How will minorities fare under Modi 2.0? - GulfToday

How will minorities fare under Modi 2.0?

BRP Bhaskar

@brpbhaskar

Indian journalist with over 50 years of newspaper, news agency and television experience.

Narendra Modi

Narendra Modi

As preparations are afoot for the inauguration of Prime Minister Narendra Modi’s second administration on Thursday, one question to which observers are looking for an answer is whether it will be different from the first one.

Speaking at the first meeting of the newly elected Lok Sabha members of his Bharatiya Janata Party, Modi sought to impress upon them the need to earn the trust of the minorities.

He enlarged his first-term slogan “Everyone’s support, Everyone’s development” by adding “Everyone’s trust” to it. This appeared to be a positive response to widespread criticism of the violence against minorities reported during his first term.

In March, UN Human Rights Commissioner Michelle Bachelet, in her annual report, had voiced concern over “increasing harassment and targeting of minorities, in particular Muslims, and people from historically disadvantaged and marginalised groups, such as Dalits.”

A month earlier, the New York-based Human Rights Watch had said in a report that between May 2015 and December 2018 at least 44 people were killed, 36 of them Muslims, in 12 Indian states and about 280 people injured in more than 100 incidents in 20 states.

Most acts of violence followed allegations of cow slaughter and were attributed to shadowy groups inspired by the Hindutva ideology.
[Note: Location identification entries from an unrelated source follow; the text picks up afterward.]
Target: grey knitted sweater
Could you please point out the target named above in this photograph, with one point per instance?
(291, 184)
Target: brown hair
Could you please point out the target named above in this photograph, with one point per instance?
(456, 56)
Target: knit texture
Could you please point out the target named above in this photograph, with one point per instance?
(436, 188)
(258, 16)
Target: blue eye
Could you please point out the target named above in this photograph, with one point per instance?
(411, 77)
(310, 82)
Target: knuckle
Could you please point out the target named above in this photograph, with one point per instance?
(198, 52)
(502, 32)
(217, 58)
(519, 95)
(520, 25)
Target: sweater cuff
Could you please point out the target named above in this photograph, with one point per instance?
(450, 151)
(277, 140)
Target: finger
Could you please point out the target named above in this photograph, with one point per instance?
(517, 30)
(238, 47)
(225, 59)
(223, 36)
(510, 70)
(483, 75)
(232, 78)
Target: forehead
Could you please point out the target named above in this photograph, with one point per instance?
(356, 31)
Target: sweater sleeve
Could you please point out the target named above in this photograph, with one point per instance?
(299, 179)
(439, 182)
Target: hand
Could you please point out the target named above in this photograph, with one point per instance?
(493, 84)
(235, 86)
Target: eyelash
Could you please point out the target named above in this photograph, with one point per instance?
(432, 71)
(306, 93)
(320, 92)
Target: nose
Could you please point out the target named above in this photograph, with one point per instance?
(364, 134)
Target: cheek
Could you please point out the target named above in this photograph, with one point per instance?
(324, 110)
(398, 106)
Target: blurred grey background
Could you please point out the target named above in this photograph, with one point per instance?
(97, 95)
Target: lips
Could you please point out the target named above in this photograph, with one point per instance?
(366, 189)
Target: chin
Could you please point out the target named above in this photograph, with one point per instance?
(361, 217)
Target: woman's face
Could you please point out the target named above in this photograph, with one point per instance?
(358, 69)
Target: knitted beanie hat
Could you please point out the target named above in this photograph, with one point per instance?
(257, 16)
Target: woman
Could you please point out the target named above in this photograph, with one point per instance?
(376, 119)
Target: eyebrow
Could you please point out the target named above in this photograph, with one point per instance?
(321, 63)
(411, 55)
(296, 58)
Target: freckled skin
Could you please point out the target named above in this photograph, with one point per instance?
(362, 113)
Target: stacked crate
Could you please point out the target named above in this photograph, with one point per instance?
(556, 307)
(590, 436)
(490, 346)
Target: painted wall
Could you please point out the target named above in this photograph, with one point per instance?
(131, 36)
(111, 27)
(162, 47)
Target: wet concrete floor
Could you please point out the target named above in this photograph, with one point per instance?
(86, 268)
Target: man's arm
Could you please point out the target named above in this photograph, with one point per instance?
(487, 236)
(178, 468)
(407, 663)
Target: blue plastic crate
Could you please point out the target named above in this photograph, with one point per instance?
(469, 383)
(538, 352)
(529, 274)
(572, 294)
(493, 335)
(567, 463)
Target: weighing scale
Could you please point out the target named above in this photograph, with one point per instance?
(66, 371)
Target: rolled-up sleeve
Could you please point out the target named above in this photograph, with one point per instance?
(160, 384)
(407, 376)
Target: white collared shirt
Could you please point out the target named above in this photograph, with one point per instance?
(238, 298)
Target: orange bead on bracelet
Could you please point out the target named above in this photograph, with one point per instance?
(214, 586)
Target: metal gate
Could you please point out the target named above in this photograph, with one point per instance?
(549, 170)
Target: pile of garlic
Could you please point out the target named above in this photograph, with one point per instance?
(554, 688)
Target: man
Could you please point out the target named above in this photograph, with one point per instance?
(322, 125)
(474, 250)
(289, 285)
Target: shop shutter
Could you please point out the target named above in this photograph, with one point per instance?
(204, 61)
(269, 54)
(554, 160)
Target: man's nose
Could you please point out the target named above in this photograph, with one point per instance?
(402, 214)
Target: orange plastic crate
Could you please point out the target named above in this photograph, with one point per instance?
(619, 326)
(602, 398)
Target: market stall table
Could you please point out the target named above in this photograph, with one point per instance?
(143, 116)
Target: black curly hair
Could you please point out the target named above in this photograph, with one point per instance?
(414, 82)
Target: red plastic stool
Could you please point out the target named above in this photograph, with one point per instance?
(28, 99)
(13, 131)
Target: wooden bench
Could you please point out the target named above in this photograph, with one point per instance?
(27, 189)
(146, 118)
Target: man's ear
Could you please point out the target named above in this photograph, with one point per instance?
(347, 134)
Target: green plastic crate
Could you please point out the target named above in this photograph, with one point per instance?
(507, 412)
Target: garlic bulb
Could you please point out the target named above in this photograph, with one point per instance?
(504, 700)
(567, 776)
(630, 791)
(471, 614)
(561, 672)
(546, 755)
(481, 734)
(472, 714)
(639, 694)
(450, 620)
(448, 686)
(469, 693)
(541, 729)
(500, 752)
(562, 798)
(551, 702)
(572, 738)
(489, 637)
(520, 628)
They occurred in a climate of bigotry engendered by hate speeches by political leaders.

Last year the NDTV channel, after scanning tweets and statements by political leaders, had reported a 490 per cent increase in VIP hate speeches after Modi became the Prime Minister.

As against 21 hate speeches by as many politicians during the five years of the previous Congress-led United Progressive Alliance government, there were 124 hate speeches by 44 politicians in Modi’s first four years, it said.

While Congressmen accounted for only 14 per cent of the UPA 2 hate speeches, BJP leaders accounted for 90 per cent of the Modi-era hate speeches.

Modi spoke of the need to win the trust of the minorities not in the context of the fear created by the violence against them but in the context of the BJP’s long-standing criticism of appeasement of Muslims by other parties, especially the Congress.

Far from acknowledging that Muslims live in fear, he said there was an “illusion of fear” instilled by certain parties who saw them as a vote bank.  “We have to breach this illusion of fear and insecurity,” he added.

Neither the BJP nor the Rashtriya Swayamsevak Sangh, the fountainhead of the its Hindutva ideology,  condemned the violence against the Muslims and the Dalits at any time or take any steps to restrain the violent elements.

In almost all cases of violence against minorities, the police attempted to pin the blame on the victims and protect the assailants.  Even as Modi was talking of winning the trust of Muslims, fresh acts of violence against Muslims were reported from Seoni in Madhya Pradesh and Bhaderwah in Jammu and Kashmir.

Madhya Pradesh is under Congress rule but the BJP swept the Lok Sabha polls there. Jammu and Kashmir is currently under President’s rule.

All India Majlis-e-Ittehadul Muslimeen leader Asaduddin Owaisi, MP, termed Modi’s talk of winning the confidence of Muslms hypocritical. He drew pointed attention to the total absence of Muslims among the BJP’s Lok Sabha members.

The BJP had fielded six Muslim candidates, three in Jammu and Kashmir, two in West Bengal and one in the Union Territory of Lakshadweep. All of them lost.

The Muslim minority can derive some comfort from the latest election results inasmuch as the community’s representation in the Lok Sabha has gone up from 23 to 27. Uttar Pradesh and West Bengal have sent six each, J and K and Kerala three each, Bihar and Assam two each and Punjab, Mahatashtra, Tamil Nadu, Telangana and Lakshadweep one each.

The BJP can derive comfort from the fact that despite the violence against the minorities and the civil society’s criticism of it, the party has been able to win some support from the community, as evidenced by the determination of a Muslim woman of UP to name her newborn son after the Prime Minister.

According to media reports, when Mainaz Begum of Gonda, an admirer of Modi, said she wanted the child to be named Narendra Damodardas Modi, her in-laws tried to dissuade her. However, she stood by her decision and won the day when her husband, who works in the UAE, endorsed her choice.